The Bank of England (BoE) is racing to keep pace with the United States in developing a clear framework for stablecoins — digital assets pegged to fiat currencies like the pound or dollar. Speaking at a London conference on November 5, 2025, Deputy Governor Sarah Breeden said the UK’s stablecoin rules will be unveiled soon and implemented “just as quickly as the US.”
“This is a fabulous opportunity for coordinated implementation,” Breeden told the audience, signalling that Britain wants to move in step with Washington on regulating crypto-linked payment systems.

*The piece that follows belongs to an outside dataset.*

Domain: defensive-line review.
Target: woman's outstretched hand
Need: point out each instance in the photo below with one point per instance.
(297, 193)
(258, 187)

Temporary caps to protect the banking system
Under the upcoming framework, the BoE plans to impose temporary limits on how much stablecoin individuals and businesses can hold — reportedly £20,000 per person and £10 million for firms. Breeden said these limits are a precautionary measure to protect bank balance sheets and ensure mortgage funding remains stable during the transition to digital money.

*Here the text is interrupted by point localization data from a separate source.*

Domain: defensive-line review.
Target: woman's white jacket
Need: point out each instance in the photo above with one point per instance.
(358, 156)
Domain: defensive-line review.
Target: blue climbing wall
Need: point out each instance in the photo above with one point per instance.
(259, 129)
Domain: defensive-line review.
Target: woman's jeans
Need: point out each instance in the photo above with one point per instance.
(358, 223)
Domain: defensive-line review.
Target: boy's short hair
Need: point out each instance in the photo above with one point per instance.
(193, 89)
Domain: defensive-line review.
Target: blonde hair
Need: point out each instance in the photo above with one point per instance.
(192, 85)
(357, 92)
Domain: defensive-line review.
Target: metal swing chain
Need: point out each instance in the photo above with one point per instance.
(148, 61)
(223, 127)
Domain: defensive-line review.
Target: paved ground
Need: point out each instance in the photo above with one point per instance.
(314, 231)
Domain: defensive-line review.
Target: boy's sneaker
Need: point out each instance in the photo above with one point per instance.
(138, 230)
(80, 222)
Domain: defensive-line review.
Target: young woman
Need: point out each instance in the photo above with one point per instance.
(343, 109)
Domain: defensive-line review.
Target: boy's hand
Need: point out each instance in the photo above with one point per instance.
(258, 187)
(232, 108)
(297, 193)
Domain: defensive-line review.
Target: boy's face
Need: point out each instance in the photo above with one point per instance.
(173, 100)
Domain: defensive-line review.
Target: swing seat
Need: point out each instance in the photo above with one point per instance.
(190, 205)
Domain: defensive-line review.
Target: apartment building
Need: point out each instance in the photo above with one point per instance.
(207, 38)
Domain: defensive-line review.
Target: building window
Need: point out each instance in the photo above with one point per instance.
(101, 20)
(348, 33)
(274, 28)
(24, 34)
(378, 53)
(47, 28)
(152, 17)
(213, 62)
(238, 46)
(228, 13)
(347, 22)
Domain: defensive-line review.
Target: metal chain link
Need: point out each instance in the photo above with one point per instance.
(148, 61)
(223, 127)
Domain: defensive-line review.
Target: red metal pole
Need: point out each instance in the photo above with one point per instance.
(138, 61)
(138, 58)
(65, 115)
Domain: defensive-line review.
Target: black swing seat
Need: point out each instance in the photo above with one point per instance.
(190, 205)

“The UK’s financial structure is different,” she explained. “Our mortgage system relies heavily on commercial banks — not federal agencies like in the U.S. So, we have to be careful not to drain deposits too quickly.”
Breeden stressed that the restrictions are temporary and will be lifted once the BoE is confident that stablecoins no longer pose systemic risks.
Industry divided on new rules
The crypto industry’s response has been mixed. Some analysts welcomed the BoE’s urgency, calling it a sign the UK is serious about innovation. Others, however, argued the caps could stifle adoption.
“While there are indications in the press that this policy may be under review, we believe it remains critically important that these limits are recalibrated,” marked Simon Jennings, the Director of the UK Cryptoasset Business Council.
Still, many experts view the plan as a necessary step toward stability. “Innovation shouldn’t mean taking higher financial or operational risks,” Breeden said — echoing her belief that sound regulation builds long-term trust.
A defining moment for the UK’s digital-asset future
As the UK prepares to consult on its stablecoin rules, the message from Threadneedle Street is clear: the country wants to compete globally — but not recklessly.
The move represents a turning point for Britain’s financial system, setting the groundwork for a digital-money ecosystem that blends innovation with stability.
If implemented smoothly, the UK could finally position itself as a trusted bridge between traditional banking and the next generation of crypto finance.